O vômito será peculiar, meio parecido com Rubem Fonseca, Saramago ou até mesmo Hank Moody, ainda que o último seja apenas um conceito, um personagem. Não quero dizer que estarei sempre com pedras nas mãos, já me disseram que alterações de humor é normal levando-se em conta o que comemos. Até porque é um saco ler aquelas pessoas que se dizem ativistas e rosnam o tempo inteiro. Talvez nem devesse começar isso aqui. Quanto mais escrevo percebo que não existe um propósito real, a não ser o fato de que no momento não faço idéia do que fazer da vida. Com certeza devo estar me juntando ao clube de muitas pessoas no momento. Que tipo de pessoa sonha em concluir a graduação, para fazer mestrado e doutorado, dar aulas e, com o dinheiro ganho, abrir um buteco? Poisé. Quem sou eu pra julgar... levando em consideração de que se trata de mim mesmo, calha com a generalizada concepção de que não somos os melhores juízes dos nossos atos, ou que simplesmente não o fazemos. Isso também explica muita coisa.

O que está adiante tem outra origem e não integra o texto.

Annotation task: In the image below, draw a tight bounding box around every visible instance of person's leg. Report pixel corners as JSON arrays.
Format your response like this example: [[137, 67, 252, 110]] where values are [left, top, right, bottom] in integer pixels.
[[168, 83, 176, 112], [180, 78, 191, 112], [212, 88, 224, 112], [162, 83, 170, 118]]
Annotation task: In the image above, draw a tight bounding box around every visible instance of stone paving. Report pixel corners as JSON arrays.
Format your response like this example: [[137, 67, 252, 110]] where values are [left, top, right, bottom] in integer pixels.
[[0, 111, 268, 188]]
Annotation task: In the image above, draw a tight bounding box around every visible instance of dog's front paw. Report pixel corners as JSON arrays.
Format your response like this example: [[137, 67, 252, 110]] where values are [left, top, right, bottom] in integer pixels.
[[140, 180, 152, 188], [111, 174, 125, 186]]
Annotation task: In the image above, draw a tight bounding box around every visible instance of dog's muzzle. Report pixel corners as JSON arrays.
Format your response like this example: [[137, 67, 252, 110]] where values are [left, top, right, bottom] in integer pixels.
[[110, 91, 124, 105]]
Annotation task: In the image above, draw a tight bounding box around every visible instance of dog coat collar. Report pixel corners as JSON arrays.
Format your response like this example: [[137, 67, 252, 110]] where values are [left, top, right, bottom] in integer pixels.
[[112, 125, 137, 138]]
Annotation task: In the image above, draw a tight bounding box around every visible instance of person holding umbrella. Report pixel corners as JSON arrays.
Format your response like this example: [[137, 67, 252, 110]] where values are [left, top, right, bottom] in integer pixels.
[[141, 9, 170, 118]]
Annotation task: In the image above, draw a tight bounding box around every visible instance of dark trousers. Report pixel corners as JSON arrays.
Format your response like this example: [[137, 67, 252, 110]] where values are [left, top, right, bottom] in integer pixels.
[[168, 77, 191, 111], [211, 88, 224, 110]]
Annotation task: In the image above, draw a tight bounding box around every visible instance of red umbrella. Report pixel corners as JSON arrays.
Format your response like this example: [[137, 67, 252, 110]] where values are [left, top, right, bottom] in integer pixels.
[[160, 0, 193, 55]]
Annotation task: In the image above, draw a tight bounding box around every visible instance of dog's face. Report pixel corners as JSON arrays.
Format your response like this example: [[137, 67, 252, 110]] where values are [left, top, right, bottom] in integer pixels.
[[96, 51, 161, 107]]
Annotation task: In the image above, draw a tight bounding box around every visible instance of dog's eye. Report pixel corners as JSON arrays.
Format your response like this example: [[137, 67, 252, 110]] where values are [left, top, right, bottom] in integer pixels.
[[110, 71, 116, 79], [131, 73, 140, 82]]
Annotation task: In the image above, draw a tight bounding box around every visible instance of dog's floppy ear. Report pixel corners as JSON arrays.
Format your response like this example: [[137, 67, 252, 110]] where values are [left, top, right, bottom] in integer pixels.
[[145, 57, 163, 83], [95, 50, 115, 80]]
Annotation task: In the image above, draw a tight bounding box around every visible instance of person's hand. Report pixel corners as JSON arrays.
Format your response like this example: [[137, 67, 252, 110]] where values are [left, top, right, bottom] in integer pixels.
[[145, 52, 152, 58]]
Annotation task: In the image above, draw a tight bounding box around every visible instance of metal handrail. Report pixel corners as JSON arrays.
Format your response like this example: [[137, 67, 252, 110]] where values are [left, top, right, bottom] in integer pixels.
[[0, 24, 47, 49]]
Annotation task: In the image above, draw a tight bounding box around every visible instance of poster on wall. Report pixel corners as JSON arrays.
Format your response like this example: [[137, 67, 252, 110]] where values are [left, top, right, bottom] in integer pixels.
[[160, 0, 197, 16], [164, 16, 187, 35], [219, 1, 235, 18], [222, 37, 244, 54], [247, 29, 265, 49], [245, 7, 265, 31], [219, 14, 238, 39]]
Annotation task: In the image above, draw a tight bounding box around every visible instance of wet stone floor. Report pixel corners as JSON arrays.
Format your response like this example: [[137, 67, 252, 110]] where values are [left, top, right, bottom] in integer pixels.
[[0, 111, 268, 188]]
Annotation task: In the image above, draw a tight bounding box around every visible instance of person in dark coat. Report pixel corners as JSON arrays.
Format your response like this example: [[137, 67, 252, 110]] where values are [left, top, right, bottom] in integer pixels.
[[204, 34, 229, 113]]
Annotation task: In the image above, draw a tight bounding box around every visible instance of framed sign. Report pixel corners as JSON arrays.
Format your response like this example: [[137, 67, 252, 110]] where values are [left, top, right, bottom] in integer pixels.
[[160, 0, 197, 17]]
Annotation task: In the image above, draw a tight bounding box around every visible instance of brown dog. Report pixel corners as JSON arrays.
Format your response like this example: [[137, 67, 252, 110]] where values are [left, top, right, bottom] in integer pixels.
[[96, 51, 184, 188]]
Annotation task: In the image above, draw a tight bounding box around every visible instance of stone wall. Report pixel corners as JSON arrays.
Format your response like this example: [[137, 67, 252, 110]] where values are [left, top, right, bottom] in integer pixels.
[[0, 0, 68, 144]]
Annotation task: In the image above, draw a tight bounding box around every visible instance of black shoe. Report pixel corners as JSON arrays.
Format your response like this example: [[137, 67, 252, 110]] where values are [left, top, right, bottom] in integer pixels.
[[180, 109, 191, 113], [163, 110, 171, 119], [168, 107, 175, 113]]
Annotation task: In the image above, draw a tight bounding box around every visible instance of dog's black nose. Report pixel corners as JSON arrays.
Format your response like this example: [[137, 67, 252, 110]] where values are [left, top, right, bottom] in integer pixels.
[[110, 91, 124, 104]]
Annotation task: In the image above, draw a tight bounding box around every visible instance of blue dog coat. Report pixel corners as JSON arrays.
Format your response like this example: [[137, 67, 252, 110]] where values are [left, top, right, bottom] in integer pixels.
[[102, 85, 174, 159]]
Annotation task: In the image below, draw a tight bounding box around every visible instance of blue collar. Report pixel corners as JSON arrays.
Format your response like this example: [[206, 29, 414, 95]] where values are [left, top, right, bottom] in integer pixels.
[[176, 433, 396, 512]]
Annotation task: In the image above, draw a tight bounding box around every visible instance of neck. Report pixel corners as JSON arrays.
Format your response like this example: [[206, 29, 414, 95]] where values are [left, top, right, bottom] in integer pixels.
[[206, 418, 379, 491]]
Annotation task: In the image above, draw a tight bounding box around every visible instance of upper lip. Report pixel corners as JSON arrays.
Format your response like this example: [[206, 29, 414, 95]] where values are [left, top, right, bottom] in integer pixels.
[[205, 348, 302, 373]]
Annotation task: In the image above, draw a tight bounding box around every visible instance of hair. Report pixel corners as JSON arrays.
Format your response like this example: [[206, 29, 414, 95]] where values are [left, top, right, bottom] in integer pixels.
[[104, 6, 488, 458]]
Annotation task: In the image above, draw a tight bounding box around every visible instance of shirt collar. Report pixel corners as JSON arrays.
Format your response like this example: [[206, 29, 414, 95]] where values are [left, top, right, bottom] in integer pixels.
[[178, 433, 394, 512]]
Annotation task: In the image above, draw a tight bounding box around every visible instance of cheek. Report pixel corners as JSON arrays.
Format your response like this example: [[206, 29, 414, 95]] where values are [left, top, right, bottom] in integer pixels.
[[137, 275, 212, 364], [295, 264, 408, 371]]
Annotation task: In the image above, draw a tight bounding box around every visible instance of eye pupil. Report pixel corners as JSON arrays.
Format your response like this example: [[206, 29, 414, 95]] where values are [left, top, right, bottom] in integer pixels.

Talvez fosse o caso de criar um personagem. Sim. Talvez seja inédito. Não. Acabei de me lembrar dos perfis fakes de orkut e tudo que tenha na internet hoje em dia. Em fim, talvez seja o caso de criar um personagem que esteja escrevendo esse blog livre das pressões do cículo de pessoas que conhece. E de culpa. Faz sentido, culpa é um fator limitante de muita coisa na vida.


Tenho que controlar meus pensamentos megalomaníacos. Essa pequena e inconclusa idéia já transformou-se em um personagem de livro que mantém um blog cujos textos do personagem fixional podem ser lidos na internet. Acho que é novo isso. Não me lembro de ter visto em outro lugar. Pronto, vou virar escritor e largar tudo! Menos o buteco.